米中協議が再開され、対中制裁関税第4弾の発動リスクがいったん後退したことは、市場にとって好材料であり、日本株にも追い風です。米国側からのファーウェイに対する制裁解除の示唆も、米中の緊張緩和を連想させるものです。そのため、週明け主要国の金融市場は、おおむね株高、債券安(利回りは上昇)で反応し、リスクオン(選好)の動きが強まると予想されます。
ただ協議スケジュールの提示なく、合意の道筋は見えず、ファーウェイの完全な制裁解除も困難か
ただ、米中首脳会談が開催される見通しとなった時点で、貿易協議の再開と協議期間中の対中制裁関税第4弾の見送りは、市場である程度、想定されていたシナリオだと思われます。また、2018年12月1日に開催された米中首脳会談と比べると、今回は具体的な協議のスケジュールなどは示されておらず(図表1)、合意に向けた道筋が見えにくい状況となっています。
ファーウェイへの制裁解除示唆はポジティブサプライズでしたが、トランプ米大統領は記者会見において、ファーウェイを禁輸措置のリストから外すとは明言していません。そして、米国家経済会議(NEC)のクドロー委員長は6月30日、ファーウェイは禁輸措置のリストに残り、厳しい輸出管理が適用されると述べました。これらを踏まえると、制裁が完全に解除される可能性は低いとみられます。
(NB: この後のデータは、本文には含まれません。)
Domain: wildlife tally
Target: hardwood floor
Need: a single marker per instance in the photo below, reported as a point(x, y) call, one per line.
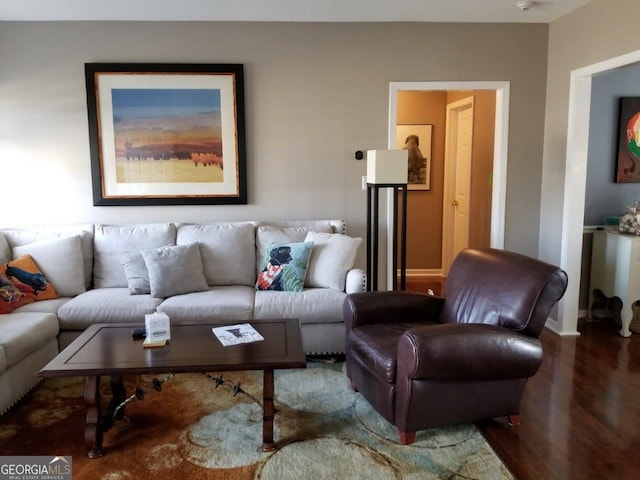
point(580, 415)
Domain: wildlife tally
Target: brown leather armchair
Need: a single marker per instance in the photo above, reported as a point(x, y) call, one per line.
point(424, 361)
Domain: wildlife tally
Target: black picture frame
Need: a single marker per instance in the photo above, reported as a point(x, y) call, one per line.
point(166, 134)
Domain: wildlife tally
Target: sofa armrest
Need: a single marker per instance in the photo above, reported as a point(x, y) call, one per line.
point(375, 307)
point(356, 281)
point(467, 351)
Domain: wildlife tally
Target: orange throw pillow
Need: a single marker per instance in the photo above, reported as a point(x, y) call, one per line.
point(22, 282)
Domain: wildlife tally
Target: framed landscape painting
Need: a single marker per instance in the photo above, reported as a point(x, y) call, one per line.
point(166, 134)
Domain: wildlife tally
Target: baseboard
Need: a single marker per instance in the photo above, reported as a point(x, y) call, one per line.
point(423, 272)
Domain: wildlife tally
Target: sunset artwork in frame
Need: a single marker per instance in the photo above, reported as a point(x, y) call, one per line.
point(166, 134)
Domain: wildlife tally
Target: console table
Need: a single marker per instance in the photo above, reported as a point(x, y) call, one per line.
point(615, 269)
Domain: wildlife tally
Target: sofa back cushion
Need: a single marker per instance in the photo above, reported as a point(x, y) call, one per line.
point(21, 236)
point(5, 249)
point(61, 262)
point(110, 241)
point(225, 249)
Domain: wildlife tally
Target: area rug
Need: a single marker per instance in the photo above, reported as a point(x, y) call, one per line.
point(190, 429)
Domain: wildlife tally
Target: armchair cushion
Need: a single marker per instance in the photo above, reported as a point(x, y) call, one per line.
point(502, 288)
point(376, 345)
point(467, 352)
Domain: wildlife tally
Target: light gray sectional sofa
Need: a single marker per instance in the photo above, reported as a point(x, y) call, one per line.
point(196, 273)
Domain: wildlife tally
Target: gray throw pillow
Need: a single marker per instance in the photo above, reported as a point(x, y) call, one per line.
point(136, 271)
point(175, 270)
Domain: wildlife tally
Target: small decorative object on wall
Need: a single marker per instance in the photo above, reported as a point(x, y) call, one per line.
point(166, 134)
point(417, 140)
point(628, 159)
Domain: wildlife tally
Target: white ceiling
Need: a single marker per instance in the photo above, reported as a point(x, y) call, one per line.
point(540, 11)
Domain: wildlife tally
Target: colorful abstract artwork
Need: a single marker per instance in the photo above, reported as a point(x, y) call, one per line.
point(628, 159)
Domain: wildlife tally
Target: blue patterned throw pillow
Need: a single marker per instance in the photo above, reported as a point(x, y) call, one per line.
point(284, 267)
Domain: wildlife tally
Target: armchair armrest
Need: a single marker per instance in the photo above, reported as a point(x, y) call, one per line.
point(467, 351)
point(356, 281)
point(375, 307)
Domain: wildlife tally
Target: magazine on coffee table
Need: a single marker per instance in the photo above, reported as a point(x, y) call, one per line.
point(237, 334)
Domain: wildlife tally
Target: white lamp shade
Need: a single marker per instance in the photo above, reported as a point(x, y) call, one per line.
point(387, 166)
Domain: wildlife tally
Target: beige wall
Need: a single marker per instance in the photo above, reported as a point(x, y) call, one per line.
point(314, 93)
point(424, 208)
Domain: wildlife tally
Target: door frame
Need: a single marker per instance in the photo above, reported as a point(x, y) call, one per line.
point(501, 141)
point(450, 175)
point(575, 181)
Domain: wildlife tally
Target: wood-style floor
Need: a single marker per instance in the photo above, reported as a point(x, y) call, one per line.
point(580, 415)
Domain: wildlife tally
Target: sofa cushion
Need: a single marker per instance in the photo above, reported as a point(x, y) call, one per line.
point(44, 306)
point(268, 234)
point(315, 305)
point(284, 267)
point(5, 249)
point(223, 304)
point(175, 270)
point(23, 333)
point(26, 235)
point(112, 240)
point(105, 305)
point(22, 282)
point(136, 272)
point(332, 257)
point(60, 260)
point(224, 248)
point(3, 360)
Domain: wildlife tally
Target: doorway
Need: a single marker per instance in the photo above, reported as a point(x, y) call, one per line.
point(499, 169)
point(575, 179)
point(457, 180)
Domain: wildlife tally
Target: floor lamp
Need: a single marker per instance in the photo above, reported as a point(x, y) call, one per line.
point(386, 169)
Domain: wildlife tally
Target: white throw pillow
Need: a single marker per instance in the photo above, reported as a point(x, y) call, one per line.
point(61, 262)
point(175, 270)
point(136, 271)
point(332, 256)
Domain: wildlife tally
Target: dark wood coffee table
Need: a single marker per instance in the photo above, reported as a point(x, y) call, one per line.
point(108, 349)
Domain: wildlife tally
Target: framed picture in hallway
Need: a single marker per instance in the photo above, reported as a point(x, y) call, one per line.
point(417, 140)
point(628, 157)
point(166, 134)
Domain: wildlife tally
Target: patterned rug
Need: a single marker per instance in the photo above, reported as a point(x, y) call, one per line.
point(192, 430)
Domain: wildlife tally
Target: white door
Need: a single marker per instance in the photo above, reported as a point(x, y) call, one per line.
point(457, 180)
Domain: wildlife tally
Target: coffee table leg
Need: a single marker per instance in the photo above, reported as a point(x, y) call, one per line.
point(93, 419)
point(267, 417)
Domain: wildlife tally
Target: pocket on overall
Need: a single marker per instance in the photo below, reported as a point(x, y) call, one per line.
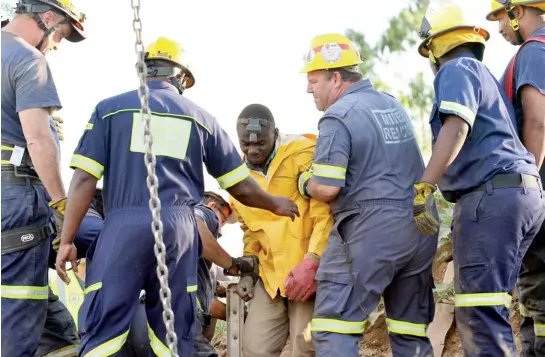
point(91, 310)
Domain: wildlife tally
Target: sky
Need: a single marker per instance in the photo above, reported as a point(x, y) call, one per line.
point(242, 52)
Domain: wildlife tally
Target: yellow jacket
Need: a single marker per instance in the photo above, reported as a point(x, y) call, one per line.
point(279, 243)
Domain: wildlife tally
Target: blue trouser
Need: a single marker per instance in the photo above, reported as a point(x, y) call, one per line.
point(531, 287)
point(124, 263)
point(492, 231)
point(24, 273)
point(372, 252)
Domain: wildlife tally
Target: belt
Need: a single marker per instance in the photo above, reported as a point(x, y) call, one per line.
point(15, 177)
point(497, 182)
point(25, 238)
point(7, 151)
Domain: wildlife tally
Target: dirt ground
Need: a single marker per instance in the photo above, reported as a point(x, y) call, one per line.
point(376, 343)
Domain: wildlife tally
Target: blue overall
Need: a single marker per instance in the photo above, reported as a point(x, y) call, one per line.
point(367, 147)
point(493, 225)
point(27, 83)
point(531, 285)
point(206, 284)
point(186, 139)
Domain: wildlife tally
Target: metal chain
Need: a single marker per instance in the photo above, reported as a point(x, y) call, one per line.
point(153, 184)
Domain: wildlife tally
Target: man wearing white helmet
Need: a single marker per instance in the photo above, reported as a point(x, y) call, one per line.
point(522, 23)
point(30, 165)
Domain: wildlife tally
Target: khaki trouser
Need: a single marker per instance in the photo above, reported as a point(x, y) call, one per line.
point(269, 323)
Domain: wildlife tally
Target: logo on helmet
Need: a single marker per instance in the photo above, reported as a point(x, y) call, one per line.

米強硬アプローチの修正で日本株の下値リスクは後退、ただ協議長期化で一定の警戒感は残る
結局、トランプ米大統領は今回の米中首脳会談を、大統領選挙に向けたアピールの場としたように思われます。例えば、①対中制裁関税第4弾の発動見送り→第4弾に猛反発する米企業への配慮、②ファーウェイに対する制裁解除の示唆→ファーウェイに製品を供給する企業への配慮、③中国が多くの農産物を米国から買うとの発言→米農家への配慮、と考えることができます。
トランプ米大統領は6月29日の記者会見で、交渉を急ぐつもりはないと発言していることから、関税カードをちらつかせて中国に早期合意を迫る強硬的なアプローチは、今後採用しないと思われます(図表2)。これは、日経平均株価の下値リスクの後退につながりますが、結果的に米中協議が長期化し、市場に一定の警戒感が残る恐れがあります。そのため、日経平均株価が22,000円台を回復した後、更にそこから一段高となるには、今しばらく時間を要すると思われます。
※個別銘柄に言及していますが、当該銘柄を推奨するものではありません。